MacGill made menace!
SYDNEY, Jan 5 (AP): Stuart MacGill was employed by England as a net bowler four years ago and Tuesday he finally made them pay for his art.
The 27-year-old overcame a controversial past littered with bans for bad-boy behaviour to become the highest wicket taker of Australia's sixth successive Ashes series.
England's hopes of reaching a record fourth-innings score of 287 to level the series turned to dust on the SCG pitch as MacGill claimed seven wickets in the second innings and 12-107 for the match. He ended the series with 27, having played just four of the five Tests.
With England's nemesis Shane Warne missing all but the final game, England might have expected some relief from wrist spin, which they are neither used to nor particularly skilled at playing.
Warne criticised the team during the fifth Test when he said it obvious his psychological edge remained over the tourists, who paid former Australian leg-spinner Peter Philpott to prepare them for the tour.
MacGill was another who had tried to help them out four years ago.
"The whole time they were in Western Australia, two or three weeks, I was employed as net bowler and used to hang out in the rooms with them," said MacGill. "I worked with each of them individually - fortunately they didn't remember any of it."
There was a large smack of good fortune in the way MacGill got the part-time job, and the lucky touch has remained with him through a short eight-Test career.
"I'd bowled to the English touring team the tour before in the '90-91 series, and then I bumped into Alec Stewart in a bar on the next series and he mentioned they were looking for bowlers," MacGill said.

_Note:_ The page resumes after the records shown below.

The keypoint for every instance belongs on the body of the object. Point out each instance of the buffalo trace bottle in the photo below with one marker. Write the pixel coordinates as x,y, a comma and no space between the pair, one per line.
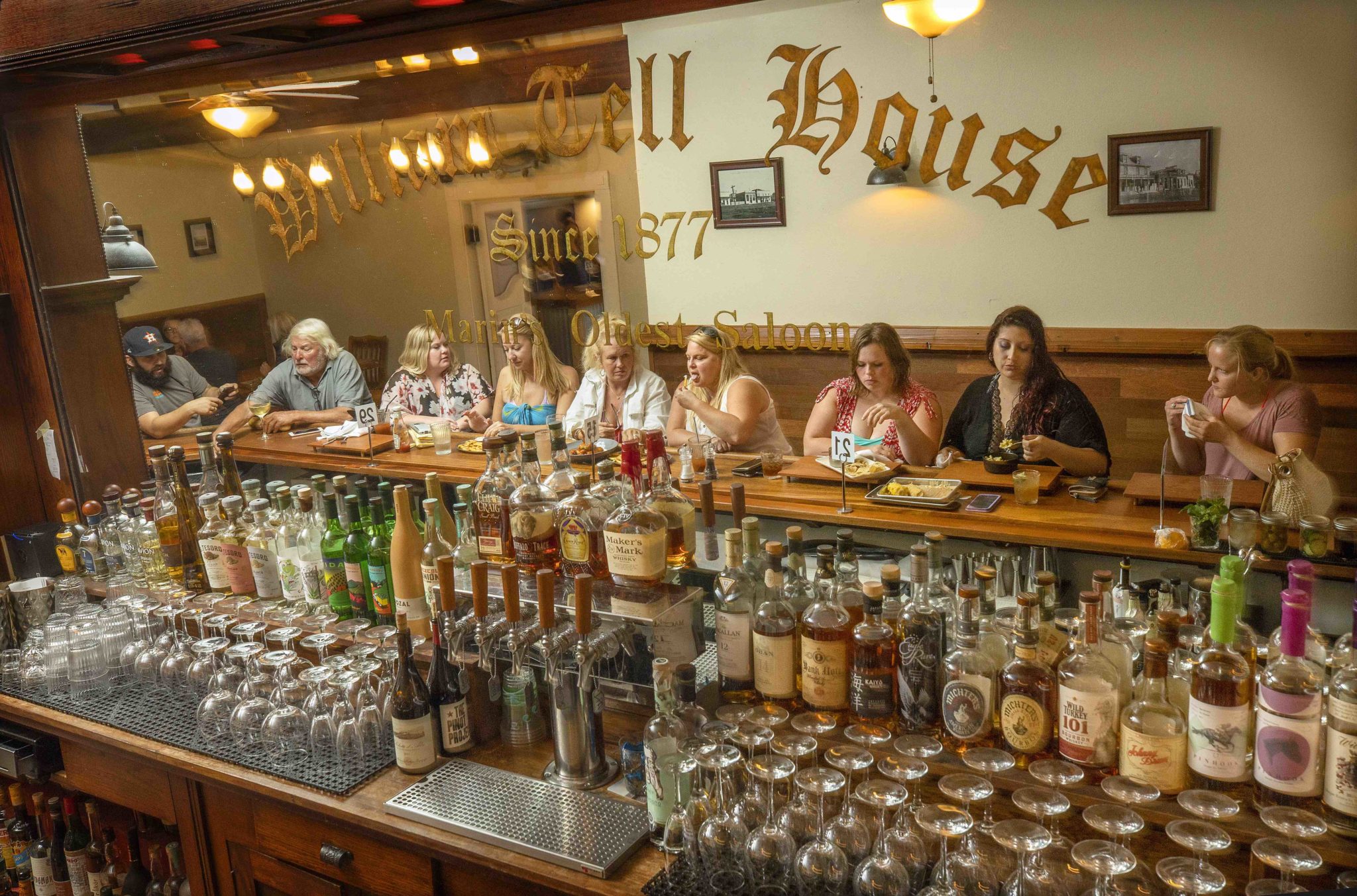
1221,708
1154,732
919,632
969,681
1288,740
1028,693
1090,703
734,625
871,683
1341,750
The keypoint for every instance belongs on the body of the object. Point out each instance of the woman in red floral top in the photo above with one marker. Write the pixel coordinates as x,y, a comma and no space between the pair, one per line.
429,384
889,414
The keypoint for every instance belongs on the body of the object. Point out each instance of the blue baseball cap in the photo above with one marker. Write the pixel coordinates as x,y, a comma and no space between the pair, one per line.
143,342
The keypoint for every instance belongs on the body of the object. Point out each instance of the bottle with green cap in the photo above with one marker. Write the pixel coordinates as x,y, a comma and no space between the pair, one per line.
1221,707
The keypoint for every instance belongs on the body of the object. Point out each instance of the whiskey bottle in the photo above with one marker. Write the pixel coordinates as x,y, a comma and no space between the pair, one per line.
775,644
580,519
1341,747
634,534
494,537
1154,732
1028,695
734,625
969,681
532,519
871,686
920,646
1221,709
1288,738
826,647
1090,700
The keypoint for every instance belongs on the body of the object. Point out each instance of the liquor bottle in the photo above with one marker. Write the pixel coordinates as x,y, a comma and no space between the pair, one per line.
494,537
334,576
871,685
411,717
665,788
580,519
227,470
634,534
356,560
1288,740
775,639
680,515
75,846
68,537
447,679
435,546
1154,732
1221,711
734,625
1341,747
532,519
920,634
109,529
1090,696
209,542
264,552
91,550
379,568
969,681
1028,693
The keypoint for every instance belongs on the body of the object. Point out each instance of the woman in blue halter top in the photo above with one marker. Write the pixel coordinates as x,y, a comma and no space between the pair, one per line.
533,385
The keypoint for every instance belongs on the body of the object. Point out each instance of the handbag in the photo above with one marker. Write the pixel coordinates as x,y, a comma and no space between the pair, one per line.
1297,488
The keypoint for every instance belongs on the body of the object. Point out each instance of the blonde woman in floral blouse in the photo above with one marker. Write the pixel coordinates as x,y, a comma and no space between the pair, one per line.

MacGill, looking for more cricket work, took his skills to England for controversial stints in local leagues.
He was handed a life ban from Lancashire's Northern League in 1994, "for uncouth and ungentlemanly behaviour," after sledging opponents and swearing at umpires during his time with the St. Annes club.
The ban was partially lifted, allowing him to play elsewhere and he went to Tiverton in the Devon League in 1997. He was banned for three games at the end of the season after more on-field problems.
His hopes of playing county cricket for Somerset were damaged by his reputation, but he is keen to play more cricket in England.
He also seems to have curbed his temper on the field, although there are times when he is seething.
"When I'm bowling I just try and do my job and I feel taking wickets is my job, so I just get down to work," MacGill said of his approach.
But there is still something mischievous in England's latest destroyer, just like there is in Warne.
"I've played against England, which is something you joke about in the backyard, I've won the Ashes, which is overwhelming, and going on from there to not only take five wickets against England but to do it twice...," said MacGill. "I'd be uncontrollable if I got seven wickets in a Sydney grade game. God only knows what's going to happen this evening."